To discuss individual solos is pointless. Each player demonstrated the kind of focus and intention that made their individual contributions both sing and dance. McCaslin seemed to draw from an almost endless source of inspiration, making each solo different and yet indicative of consistent musical philosophy. Geggie went from richly lyrical to abstruse, sometimes within the space of a few bars. And Doxas found ways to enrich, with punctuations that always made sense and were never musical non sequiturs. That, in the midst of a McCaslin solo for example, Geggie and Doxas were able to diverge and converge at will, playing loosely with the time and then somehow coming together into a locked-in groove, made for a memorable evening of improvisation at the highest level.

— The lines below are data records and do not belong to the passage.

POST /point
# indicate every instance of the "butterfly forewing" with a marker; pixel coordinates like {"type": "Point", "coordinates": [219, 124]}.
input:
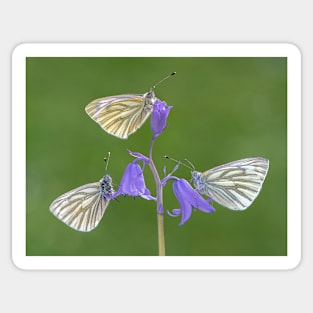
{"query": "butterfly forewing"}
{"type": "Point", "coordinates": [81, 208]}
{"type": "Point", "coordinates": [121, 115]}
{"type": "Point", "coordinates": [234, 185]}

Ottawa audiences, who attended the Acoustic Hard Cell show earlier in the week and then the Geggie/McCaslin/Doxas performance, were treated to two different views of improvisation. As free as Acoustic Hard Cell could become, Berne's idiosyncratic and somehow mathematically-precise compositions lent a structure that gave a centre to the proceedings. The compositions of Geggie and McCaslin were less rigidly structured, but provided equal opportunities for free play and unencumbered exploration.
Some groups work for years to develop a distinctive group sound, but within the short course of a few days John Geggie, Donny McCaslin and Jim Doxas found common ground that created a unique and immediate chemistry. Leaving the audience exhausted but satisfied, this was a performance that will not soon be forgotten, unquestionably a highlight of the 2005 jazz season in Ottawa.